We need the federal government to finish working on the creation of a national monument in Ottawa, so that every September 30 the prime minister, the members of Parliament and the senators can go to this monument that we're going to create. The process had started, and then it got sidelined about a year ago. We can televise this across Canada, and it will force the parents of every child who sees that on TV.... They'll ask, “Mom, Dad, what is that all about? How come you never talked to me about this? I didn't know there were indigenous people. Who are they? What happened to them?”
That's going to create the dialogue, but we need some help. There's supposed to be one national monument created in Ottawa, and then one in each of the provinces and territories. We need to do that.

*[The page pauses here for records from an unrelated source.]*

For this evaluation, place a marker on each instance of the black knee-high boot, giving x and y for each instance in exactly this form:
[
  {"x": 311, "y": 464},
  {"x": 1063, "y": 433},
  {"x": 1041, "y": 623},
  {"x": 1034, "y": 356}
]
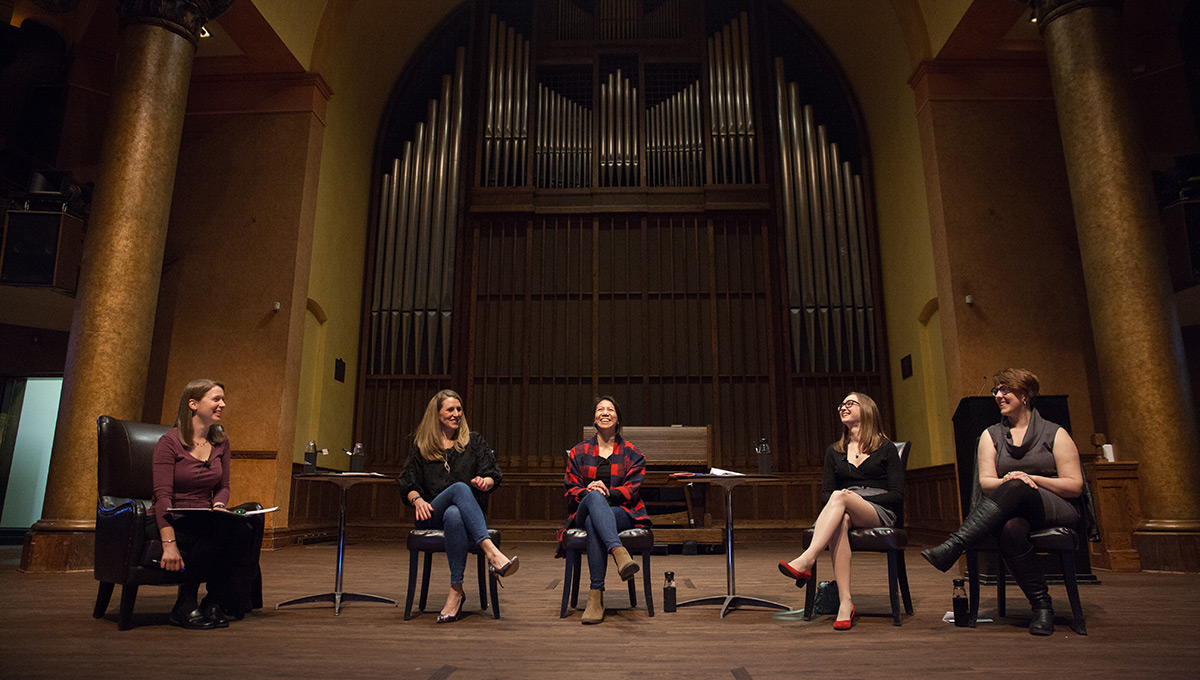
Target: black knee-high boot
[
  {"x": 984, "y": 519},
  {"x": 1033, "y": 584}
]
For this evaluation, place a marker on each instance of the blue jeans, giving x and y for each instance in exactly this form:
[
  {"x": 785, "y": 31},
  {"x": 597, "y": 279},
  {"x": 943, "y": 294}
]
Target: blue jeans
[
  {"x": 457, "y": 515},
  {"x": 603, "y": 523}
]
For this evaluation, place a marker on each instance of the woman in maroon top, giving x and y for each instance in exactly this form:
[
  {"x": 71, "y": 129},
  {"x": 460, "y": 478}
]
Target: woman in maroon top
[
  {"x": 191, "y": 469},
  {"x": 604, "y": 482}
]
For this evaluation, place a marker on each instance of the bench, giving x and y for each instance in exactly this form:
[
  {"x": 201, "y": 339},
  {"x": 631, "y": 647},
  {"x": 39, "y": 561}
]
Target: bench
[{"x": 671, "y": 505}]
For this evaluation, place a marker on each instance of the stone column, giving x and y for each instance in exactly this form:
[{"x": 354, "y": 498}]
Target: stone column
[
  {"x": 1134, "y": 322},
  {"x": 113, "y": 323}
]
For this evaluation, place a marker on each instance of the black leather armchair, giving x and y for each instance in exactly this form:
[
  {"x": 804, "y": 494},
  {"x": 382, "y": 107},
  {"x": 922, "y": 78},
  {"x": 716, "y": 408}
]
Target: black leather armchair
[
  {"x": 889, "y": 540},
  {"x": 127, "y": 547}
]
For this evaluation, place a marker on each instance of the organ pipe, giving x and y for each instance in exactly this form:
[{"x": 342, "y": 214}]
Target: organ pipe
[
  {"x": 412, "y": 300},
  {"x": 831, "y": 308}
]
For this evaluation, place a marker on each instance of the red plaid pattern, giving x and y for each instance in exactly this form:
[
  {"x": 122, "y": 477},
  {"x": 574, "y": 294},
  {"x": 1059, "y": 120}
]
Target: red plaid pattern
[{"x": 628, "y": 469}]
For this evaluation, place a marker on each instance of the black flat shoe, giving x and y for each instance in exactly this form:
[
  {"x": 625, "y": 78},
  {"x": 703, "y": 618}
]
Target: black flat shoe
[
  {"x": 509, "y": 567},
  {"x": 193, "y": 620},
  {"x": 213, "y": 612}
]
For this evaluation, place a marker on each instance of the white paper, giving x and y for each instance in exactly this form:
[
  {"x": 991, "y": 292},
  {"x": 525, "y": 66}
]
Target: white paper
[
  {"x": 238, "y": 512},
  {"x": 721, "y": 473},
  {"x": 979, "y": 619}
]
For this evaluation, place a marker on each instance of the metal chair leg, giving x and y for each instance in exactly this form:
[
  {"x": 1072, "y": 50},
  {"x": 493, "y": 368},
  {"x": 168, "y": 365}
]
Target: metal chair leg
[
  {"x": 125, "y": 619},
  {"x": 646, "y": 582},
  {"x": 567, "y": 582},
  {"x": 483, "y": 573},
  {"x": 425, "y": 579},
  {"x": 102, "y": 597},
  {"x": 904, "y": 584},
  {"x": 810, "y": 594},
  {"x": 973, "y": 579},
  {"x": 412, "y": 584},
  {"x": 893, "y": 587}
]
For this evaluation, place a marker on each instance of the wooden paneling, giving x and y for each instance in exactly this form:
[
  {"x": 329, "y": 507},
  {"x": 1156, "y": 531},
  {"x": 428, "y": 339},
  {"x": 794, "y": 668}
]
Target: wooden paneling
[{"x": 1117, "y": 511}]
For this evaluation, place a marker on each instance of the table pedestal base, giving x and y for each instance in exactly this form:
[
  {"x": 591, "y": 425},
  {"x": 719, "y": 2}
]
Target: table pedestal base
[
  {"x": 735, "y": 601},
  {"x": 337, "y": 599}
]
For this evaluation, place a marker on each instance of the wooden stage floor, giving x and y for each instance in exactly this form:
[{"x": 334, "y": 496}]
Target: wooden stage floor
[{"x": 1139, "y": 624}]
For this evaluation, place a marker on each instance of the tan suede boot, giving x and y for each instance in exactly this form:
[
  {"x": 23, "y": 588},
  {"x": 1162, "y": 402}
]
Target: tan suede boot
[
  {"x": 625, "y": 565},
  {"x": 594, "y": 612}
]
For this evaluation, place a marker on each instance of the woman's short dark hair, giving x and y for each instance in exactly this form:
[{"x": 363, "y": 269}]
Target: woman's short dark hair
[{"x": 1020, "y": 380}]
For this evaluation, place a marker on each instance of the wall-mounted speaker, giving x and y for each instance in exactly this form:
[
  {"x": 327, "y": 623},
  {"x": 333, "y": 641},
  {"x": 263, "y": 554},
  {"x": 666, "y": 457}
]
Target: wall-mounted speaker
[{"x": 41, "y": 250}]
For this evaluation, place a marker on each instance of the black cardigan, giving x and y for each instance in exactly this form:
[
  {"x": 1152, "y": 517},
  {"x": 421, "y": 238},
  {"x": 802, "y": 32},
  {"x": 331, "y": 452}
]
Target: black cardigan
[
  {"x": 883, "y": 469},
  {"x": 430, "y": 477}
]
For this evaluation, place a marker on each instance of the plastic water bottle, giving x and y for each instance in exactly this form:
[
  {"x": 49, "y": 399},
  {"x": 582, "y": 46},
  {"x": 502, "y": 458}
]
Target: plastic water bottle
[
  {"x": 961, "y": 617},
  {"x": 310, "y": 458},
  {"x": 763, "y": 450}
]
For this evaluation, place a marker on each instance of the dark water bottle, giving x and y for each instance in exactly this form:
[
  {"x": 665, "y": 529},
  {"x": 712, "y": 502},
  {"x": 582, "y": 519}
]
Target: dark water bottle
[
  {"x": 763, "y": 451},
  {"x": 961, "y": 618}
]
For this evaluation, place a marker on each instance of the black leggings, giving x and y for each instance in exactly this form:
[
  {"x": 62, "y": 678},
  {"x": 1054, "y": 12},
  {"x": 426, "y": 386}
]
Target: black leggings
[
  {"x": 1023, "y": 505},
  {"x": 217, "y": 549}
]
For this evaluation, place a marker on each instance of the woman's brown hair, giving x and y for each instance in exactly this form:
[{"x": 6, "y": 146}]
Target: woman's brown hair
[
  {"x": 196, "y": 390},
  {"x": 870, "y": 434},
  {"x": 429, "y": 434}
]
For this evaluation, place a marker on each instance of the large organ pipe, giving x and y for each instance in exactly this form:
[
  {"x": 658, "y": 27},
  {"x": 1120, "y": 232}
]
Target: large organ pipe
[
  {"x": 415, "y": 244},
  {"x": 731, "y": 104},
  {"x": 828, "y": 272},
  {"x": 505, "y": 130}
]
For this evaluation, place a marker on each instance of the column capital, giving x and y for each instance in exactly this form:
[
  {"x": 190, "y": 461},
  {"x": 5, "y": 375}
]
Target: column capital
[
  {"x": 1047, "y": 11},
  {"x": 181, "y": 17}
]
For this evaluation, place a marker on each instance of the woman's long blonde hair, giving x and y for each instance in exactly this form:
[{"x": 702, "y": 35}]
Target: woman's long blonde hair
[
  {"x": 870, "y": 434},
  {"x": 196, "y": 390},
  {"x": 429, "y": 434}
]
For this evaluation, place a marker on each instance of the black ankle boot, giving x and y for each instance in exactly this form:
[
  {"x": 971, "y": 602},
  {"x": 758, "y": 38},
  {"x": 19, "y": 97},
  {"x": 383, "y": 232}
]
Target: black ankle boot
[
  {"x": 984, "y": 519},
  {"x": 1032, "y": 582}
]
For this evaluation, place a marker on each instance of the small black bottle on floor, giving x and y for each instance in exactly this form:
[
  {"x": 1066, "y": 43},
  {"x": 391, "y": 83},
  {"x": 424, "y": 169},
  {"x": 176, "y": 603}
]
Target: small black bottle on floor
[{"x": 961, "y": 617}]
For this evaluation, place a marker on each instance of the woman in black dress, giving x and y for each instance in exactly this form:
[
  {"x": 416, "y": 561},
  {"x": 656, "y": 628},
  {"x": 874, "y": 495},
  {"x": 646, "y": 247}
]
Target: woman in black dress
[{"x": 862, "y": 486}]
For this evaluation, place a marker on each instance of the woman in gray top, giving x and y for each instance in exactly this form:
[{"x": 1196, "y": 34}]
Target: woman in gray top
[{"x": 1030, "y": 474}]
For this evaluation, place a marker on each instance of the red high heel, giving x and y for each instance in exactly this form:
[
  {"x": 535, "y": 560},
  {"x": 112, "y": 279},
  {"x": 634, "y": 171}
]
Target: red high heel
[{"x": 802, "y": 577}]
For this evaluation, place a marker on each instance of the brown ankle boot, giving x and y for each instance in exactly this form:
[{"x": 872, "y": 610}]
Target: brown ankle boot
[
  {"x": 594, "y": 612},
  {"x": 625, "y": 565}
]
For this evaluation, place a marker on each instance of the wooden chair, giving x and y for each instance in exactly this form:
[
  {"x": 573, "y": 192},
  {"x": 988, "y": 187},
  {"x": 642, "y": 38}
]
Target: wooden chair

We also need the minister to finish creating the national council for truth and reconciliation. Aside from the U.N. declaration being adopted by Canada, the creation of a national council for reconciliation is also paramount, because that is the council that is going to take the country to task on an annual basis. Just as the Auditor General does for the accounting of our money, we also need this national council for reconciliation to take the governments, the churches, the provinces, the cities, the towns and the schools across this country to task on a yearly basis on the progress—or lack of it—towards reconciliation.
Thank you very much, Mr. Chairman.
Thank you very much to this distinguished and wonderful panel of witnesses. Mr. Saganash, it's great to see you again. It's great to hear from the others.
The stories you told were incredibly moving. Like all of my colleagues from all parties, I'm full of contrition for the residential school experience that so many indigenous people in this country experienced. There's no way of absolutely making amends, but one way of doing it is making sure that all Canadians—especially when survivors are gone—know the history of this day and why we have caused it to happen.
That doesn't mean that there's not much more work to be done in terms of police brutality against indigenous people, the overincarceration rates of indigenous people, implementing the rest of the recommendations of this report and implementing treaties as we should.
I'm going to stick to the bill itself, but just understand that in the framework of my questions on the bill, I'm not saying that there's not so many other things we still need to do.
I would like to ask each of the witnesses to let me know if there any amendments to this bill that you think should be made by this committee.
I'd like to start with Ms. Scott. Are there any amendments to the bill that your association sees as necessary?
I'm glad you asked that, because I had my hand up to talk.
One of the things I always say when I speak about this statutory holiday is that the concern is having a day off to “put your feet up”, as Stephen said, but I encourage the federal government workers and indigenous people—who get the day off because they're federal—to find an Orange Shirt Day event, since they're all across Canada, and volunteer to set up chairs, take down chairs, help an elder, hand out water, or show up with your smudge bowl. Do whatever you can do, but get out of the house and get to an event.
This isn't a federal suggestion, but I just want to throw it in there. I and another person are working with the Niagara Falls illumination committee. This year Niagara Falls was lit up for 15 minutes, one minute per 10,000 of the 150,000 children, and I want to get the information out to Canadians that we're working on getting this happening on the U.S. and the Canadian sides at a specific time every year. I'm suggesting 8 a.m. Ontario time, so it would be 5 a.m. B.C. time. Families can stand out wherever they are and say out loud their families' names so that those 150,000 names are being said.
I plan to be in Niagara Falls in September of 2022 and I invite you all to be there.